Snippet from the operator module documentation:
"
isSequenceType(o)
Returns true if the object o supports the sequence protocol. This
returns true for all objects which define sequence methods in C, and
for all instance objects. Warning: There is no reliable way to test if
an instance supports the complete sequence interface since the
interface itself is ill-defined. This makes this test less useful than
it otherwise might be.
"
Why is the sequence interface 'ill-defined'? This is just a matter of
agreement on a definition, I guess?
BTW: The Python docs use 'interface' and 'protocol' synonymic?
Ralf
Kragen Sitaker
> Why aren't types not the right machinery for specifying the support
> of a protocol? Whenever someone introduces a new protocol, he would
> set up a new abstract type (or class), say (to become more Python related
> at the end)
>
> class _iterator_:
> """This is an abstract class defining the iterator protocol
> """
> def __iter__(self): raise NotImplementedError
> def next(self): raise NotImplementedError
>
> for the iterator protocol. Any class implementing the iterator
> protocol would be a subclass of '_iterator_' (probably among others)
> to signal, it is implementing this protocol.
The problem is that once you provide a mechanism for requiring
arguments to be derived from a particular type, people will start
requiring them to be derived from lots of different types, and some of
those types won't be interface types.
The result, in languages that support this, like C++ and Java, is
tight coupling between classes: class A requires that arguments to its
bletch() method be derived from class B, which typically means they
have to inherit class B's bugs and stupid design mistakes, and also
means that they have to be written by somebody who knew about class B.
In one Python application I currently work on, we've been able to
switch between using lists and Numeric arrays in several places with
very little difficulty.
James T. Dennis
> juen...@informatik.uni-freiburg.de (Ralf Juengling) writes:
>> Why aren't types not the right machinery for specifying the support
>> of a protocol? ...
> The problem is that once you provide a mechanism for requiring
> arguments to be derived from a particular type, people will start
> requiring them to be derived from lots of different types, and some of
> those types won't be interface types.
> The result, in languages that support this, like C++ and Java, is
> tight coupling between classes: class A requires that arguments to its
> bletch() method be derived from class B, which typically means they
> have to inherit class B's bugs and stupid design mistakes, and also
> means that they have to be written by somebody who knew about class B.
> In one Python application I currently work on, we've been able to
> switch between using lists and Numeric arrays in several places with
> very little difficulty.
However, we still want *some* way to use the introspection features
in appropriate ways (sometimes for sanity checking, more often for
application specific reasons).
It seems like we can usually replace type tests with try: except:
blocks or we can use hasattr() to test for the method or attribute
that implements the desired object feature.
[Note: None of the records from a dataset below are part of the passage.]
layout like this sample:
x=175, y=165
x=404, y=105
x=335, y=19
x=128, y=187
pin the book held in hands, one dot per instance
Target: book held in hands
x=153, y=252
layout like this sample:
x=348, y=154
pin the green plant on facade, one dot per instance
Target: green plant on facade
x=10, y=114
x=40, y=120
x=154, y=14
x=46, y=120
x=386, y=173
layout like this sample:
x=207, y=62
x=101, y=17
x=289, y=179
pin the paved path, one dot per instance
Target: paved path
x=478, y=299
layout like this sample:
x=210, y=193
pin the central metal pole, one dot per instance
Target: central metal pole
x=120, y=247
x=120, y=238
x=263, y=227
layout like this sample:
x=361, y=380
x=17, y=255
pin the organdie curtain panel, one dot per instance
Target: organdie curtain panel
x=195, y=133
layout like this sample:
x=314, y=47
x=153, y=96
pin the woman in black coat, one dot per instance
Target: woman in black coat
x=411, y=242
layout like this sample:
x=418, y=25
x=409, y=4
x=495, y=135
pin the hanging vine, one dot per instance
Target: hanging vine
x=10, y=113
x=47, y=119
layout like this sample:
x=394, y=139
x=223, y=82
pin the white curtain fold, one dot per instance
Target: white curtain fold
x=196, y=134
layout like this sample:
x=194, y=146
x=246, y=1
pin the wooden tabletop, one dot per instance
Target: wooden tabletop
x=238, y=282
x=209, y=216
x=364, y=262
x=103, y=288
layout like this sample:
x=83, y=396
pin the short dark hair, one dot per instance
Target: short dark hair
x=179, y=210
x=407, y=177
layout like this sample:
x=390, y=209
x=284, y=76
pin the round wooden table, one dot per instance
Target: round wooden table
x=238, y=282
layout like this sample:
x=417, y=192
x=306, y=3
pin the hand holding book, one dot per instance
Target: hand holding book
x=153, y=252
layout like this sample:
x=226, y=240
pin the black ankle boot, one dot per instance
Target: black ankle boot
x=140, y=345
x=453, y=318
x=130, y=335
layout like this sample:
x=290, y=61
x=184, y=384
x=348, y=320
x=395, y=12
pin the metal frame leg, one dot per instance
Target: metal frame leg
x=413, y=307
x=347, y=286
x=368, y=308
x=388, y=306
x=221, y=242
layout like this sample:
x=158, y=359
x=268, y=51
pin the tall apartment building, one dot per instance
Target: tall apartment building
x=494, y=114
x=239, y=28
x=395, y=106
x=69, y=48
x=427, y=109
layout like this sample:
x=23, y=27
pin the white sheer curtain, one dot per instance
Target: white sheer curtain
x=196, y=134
For example, the only
sequence types for which hasattr(x,'isalpha') is true are the string
and user string types. Thus, if I want to write a generalized function
that can recursively iterate over nested containers (lists , tuples, etc
possibly CONTAINING lists, tuples, etc ad nauseum) but DON'T wish to
iterate over strings (which are iterable but are NOT really containers
in most applications) then I can use hasattr(x,'isalpha') as a way to
stop my recursion.
The problem with such generality is that there are always corner
or unaccounted for cases. For my "recursive container iteration"
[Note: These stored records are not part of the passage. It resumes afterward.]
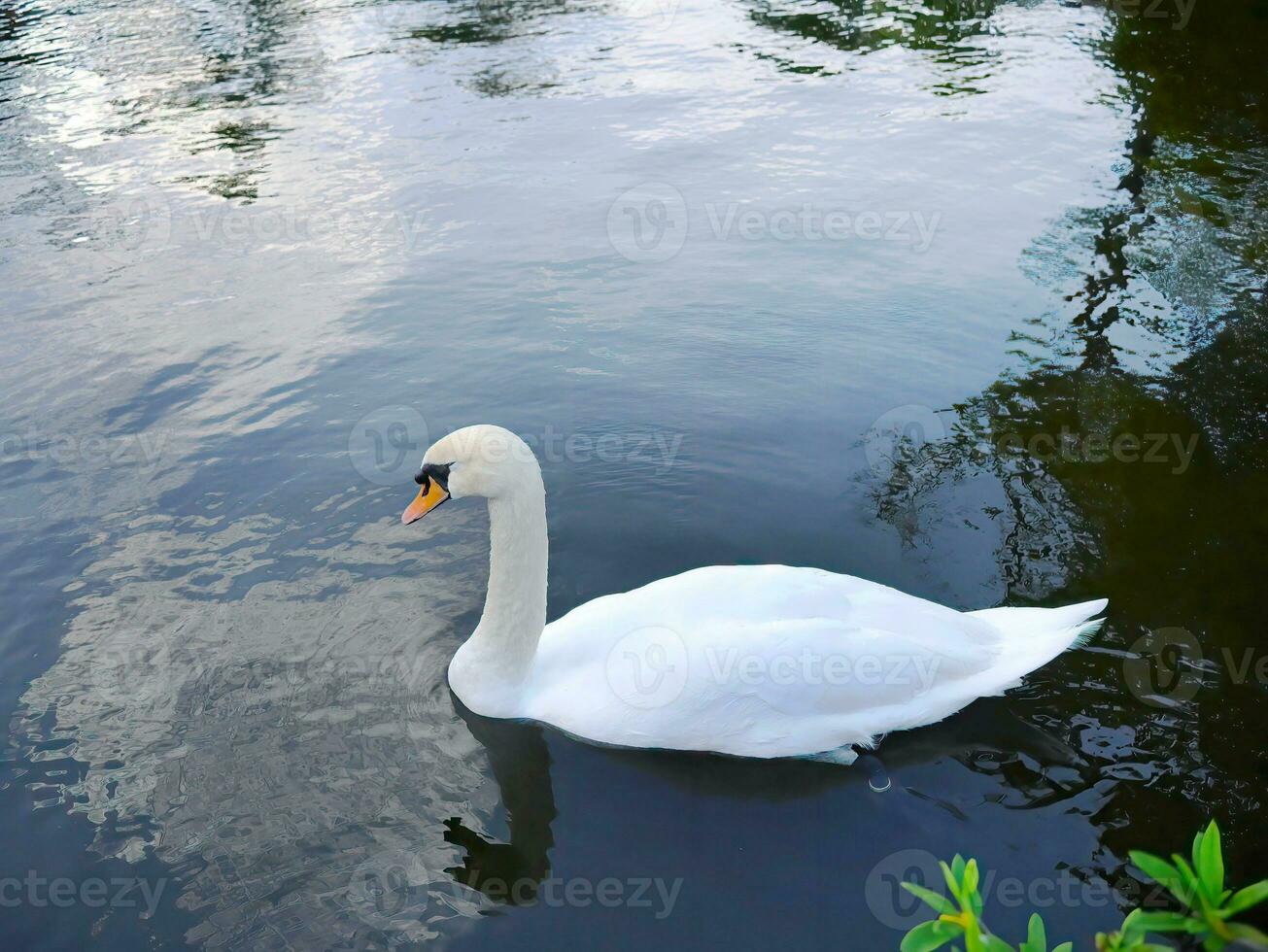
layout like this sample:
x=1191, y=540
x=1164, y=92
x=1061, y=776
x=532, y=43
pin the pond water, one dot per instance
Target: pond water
x=965, y=298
example, I don't know what I'd use to avoid recursing into mmap objects
if one of those were passed to me. Maybe I'd want to interate on
file or database containers but NOT on chars in an mmap? Obviously
this depends greatly on the task at hand. If at all possible I'll
restructure a specific case into an exception handling block.
From what I can tell hasattr() should work through any form of GoF
Decorator, Adapter, Proxy or similar delegated composition objects
*iff* you can find the appropriate attribute to test for.
Any thoughts on that? Counterexamples?